Evidence: The post names two Portland-based agents, details alleged prior enforcement activity, and encourages readers to print and distribute posters with their names and faces, urging “no peace, no safety.”
2. This incident aligns with a broader nationwide resurgence of “Chinga La Migra” and anti-ICE campaigns within anarchist and abolitionist ecosystems.
Evidence: The post explicitly invokes “Chinga la Migra,” a slogan historically associated with the 2018–2020 anarchist campaign that targeted ICE contractors, field offices, and private security firms through direct actions and online harassment.
3. By normalizing personalized targeting of government employees, these networks blur the line between protest and vigilantism, increasing physical and reputational risks to law enforcement personnel.
Evidence: The Portland post’s call for “no peace, no safety” echoes prior anarchist messages that preceded physical harassment of ICE staff and property vandalism in Seattle, Denver, and Phoenix.
Analysis
The Unmasking I.C.E. communiqué represents a deliberate escalation in anti-ICE activism through the public exposure of individual agents. The doxxing strategy is rooted in the logic of deterrence—using reputational harm, social pressure, and potential physical confrontation to obstruct immigration enforcement operations. By distributing personalized posters and labeling agents as “kidnappers” and “Gestapo,” the network is explicitly attempting to dehumanize its targets, framing them as legitimate subjects for public reprisal rather than as civil servants.
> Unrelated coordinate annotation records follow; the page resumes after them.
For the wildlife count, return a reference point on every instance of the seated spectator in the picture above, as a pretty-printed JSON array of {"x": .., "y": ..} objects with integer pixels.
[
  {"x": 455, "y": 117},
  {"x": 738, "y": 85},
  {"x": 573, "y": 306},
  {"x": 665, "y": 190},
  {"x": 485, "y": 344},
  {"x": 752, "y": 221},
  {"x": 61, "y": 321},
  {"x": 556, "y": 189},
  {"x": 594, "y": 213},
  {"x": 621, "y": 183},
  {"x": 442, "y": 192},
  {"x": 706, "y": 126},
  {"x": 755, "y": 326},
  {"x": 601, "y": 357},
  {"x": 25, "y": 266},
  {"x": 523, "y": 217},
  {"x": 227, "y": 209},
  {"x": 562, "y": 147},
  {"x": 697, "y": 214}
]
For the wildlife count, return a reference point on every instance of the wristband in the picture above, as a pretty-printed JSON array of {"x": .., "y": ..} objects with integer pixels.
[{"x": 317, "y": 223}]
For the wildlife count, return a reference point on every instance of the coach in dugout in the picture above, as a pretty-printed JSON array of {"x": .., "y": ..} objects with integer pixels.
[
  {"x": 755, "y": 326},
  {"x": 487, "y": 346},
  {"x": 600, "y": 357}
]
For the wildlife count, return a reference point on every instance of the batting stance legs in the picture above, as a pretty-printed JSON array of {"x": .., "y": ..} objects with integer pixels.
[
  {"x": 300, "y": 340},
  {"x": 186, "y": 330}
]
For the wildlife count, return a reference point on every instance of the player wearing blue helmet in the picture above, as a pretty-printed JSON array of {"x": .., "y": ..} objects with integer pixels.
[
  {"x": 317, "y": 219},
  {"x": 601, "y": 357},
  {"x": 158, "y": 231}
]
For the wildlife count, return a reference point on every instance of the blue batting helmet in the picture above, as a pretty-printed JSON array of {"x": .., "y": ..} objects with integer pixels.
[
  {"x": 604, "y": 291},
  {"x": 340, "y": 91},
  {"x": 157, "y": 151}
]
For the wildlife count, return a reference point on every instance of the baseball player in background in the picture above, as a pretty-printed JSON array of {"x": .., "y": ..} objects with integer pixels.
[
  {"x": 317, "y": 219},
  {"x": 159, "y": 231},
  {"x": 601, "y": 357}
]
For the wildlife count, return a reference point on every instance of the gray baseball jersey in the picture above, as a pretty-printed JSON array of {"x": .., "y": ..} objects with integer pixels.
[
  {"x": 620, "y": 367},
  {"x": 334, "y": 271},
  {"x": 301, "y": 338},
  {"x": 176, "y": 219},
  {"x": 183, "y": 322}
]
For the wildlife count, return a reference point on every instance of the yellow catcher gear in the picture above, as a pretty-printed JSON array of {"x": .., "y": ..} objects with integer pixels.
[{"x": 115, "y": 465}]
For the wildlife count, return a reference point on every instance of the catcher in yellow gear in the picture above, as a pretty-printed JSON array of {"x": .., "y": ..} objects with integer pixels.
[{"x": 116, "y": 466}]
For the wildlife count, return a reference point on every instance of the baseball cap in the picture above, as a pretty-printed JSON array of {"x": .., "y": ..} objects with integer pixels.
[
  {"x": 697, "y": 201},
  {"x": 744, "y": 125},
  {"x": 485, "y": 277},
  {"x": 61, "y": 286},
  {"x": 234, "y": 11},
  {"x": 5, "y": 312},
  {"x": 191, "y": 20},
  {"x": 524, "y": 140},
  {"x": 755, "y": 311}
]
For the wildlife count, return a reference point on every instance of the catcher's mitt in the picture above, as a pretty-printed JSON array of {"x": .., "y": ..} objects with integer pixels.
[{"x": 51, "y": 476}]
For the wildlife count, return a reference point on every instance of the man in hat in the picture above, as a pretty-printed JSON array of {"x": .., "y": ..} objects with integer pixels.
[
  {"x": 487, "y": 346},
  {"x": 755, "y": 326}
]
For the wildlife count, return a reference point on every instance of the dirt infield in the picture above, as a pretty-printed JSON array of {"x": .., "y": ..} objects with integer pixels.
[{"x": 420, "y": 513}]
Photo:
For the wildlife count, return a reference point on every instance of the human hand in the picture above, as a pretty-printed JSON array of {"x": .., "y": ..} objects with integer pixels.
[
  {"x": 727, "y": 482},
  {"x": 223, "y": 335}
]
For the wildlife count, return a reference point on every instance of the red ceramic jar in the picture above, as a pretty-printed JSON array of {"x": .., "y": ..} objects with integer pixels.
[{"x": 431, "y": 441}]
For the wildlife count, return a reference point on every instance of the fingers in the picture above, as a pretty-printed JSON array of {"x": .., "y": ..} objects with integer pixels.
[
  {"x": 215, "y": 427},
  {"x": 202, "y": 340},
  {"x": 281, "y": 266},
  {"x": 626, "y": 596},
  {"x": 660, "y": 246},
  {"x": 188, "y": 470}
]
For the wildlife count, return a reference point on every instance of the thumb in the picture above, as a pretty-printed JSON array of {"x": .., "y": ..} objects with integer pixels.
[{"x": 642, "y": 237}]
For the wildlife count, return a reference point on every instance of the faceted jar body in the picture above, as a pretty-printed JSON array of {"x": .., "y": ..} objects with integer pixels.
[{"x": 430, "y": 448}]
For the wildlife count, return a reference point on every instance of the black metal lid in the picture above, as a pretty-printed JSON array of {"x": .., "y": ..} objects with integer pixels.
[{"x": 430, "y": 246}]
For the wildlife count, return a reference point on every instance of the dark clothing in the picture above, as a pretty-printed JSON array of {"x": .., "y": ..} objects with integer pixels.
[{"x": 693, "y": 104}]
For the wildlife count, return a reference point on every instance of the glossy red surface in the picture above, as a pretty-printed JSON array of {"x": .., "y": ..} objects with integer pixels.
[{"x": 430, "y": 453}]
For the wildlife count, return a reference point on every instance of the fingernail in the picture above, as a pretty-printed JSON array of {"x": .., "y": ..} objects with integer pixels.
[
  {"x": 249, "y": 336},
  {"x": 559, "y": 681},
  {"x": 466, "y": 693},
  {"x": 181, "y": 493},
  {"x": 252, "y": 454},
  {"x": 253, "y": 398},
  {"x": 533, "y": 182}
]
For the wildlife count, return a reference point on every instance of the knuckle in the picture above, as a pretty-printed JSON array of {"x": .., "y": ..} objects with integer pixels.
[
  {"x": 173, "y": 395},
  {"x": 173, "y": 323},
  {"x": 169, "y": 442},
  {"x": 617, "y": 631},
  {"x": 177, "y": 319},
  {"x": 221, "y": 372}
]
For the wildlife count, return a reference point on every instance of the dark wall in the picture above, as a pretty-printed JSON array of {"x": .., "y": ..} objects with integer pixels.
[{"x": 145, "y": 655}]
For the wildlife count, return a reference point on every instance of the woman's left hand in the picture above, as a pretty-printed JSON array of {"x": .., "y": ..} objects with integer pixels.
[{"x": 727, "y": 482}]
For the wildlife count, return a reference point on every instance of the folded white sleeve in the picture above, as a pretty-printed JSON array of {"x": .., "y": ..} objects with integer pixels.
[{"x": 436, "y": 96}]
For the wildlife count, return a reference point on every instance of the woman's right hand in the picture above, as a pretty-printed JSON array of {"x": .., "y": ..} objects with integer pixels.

This tactic has precedent within the broader anarchist information ecosystem. Rose City Counter Info operates within the Noblogs federation, a cluster of counter-information sites that host anonymous communiqués advocating sabotage, harassment, and direct action. Posts from similar platforms—such as Unravel and It’s Going Down—have in recent months targeted private contractors, landlords, and law enforcement personnel under the banners of “Stop Cop City” and “Chinga la Migra.”
Portland remains a particularly active node in this network due to its entrenched anarchist presence and history of violent clashes between far-left militants and law enforcement since 2020. The reemergence of anti-ICE doxxing reflects renewed coordination between anti-border and anti-police movements that share overlapping ideology and media infrastructure. While such posts often stop short of explicitly calling for violence, their exhortations to deny “peace” and “safety” create conditions conducive to harassment or physical intimidation.
Operationally, these doxxing campaigns can have tangible effects: increased security burdens for targeted personnel, deterrence of community cooperation with ICE, and potential secondary targeting of family members or associated businesses. The blending of local surveillance (spotting agents “around town”) with digital publication illustrates the hybrid intelligence-gathering tactics of decentralized extremist networks that merge online and offline activism.
Federal and local agencies may need to coordinate proactive threat mitigation and digital monitoring, as such posts often precede broader waves of harassment or low-level vandalism near federal facilities. The ongoing normalization of personalized targeting campaigns poses growing risks to public-sector employees beyond ICE, especially those connected to law enforcement, corrections, or border management.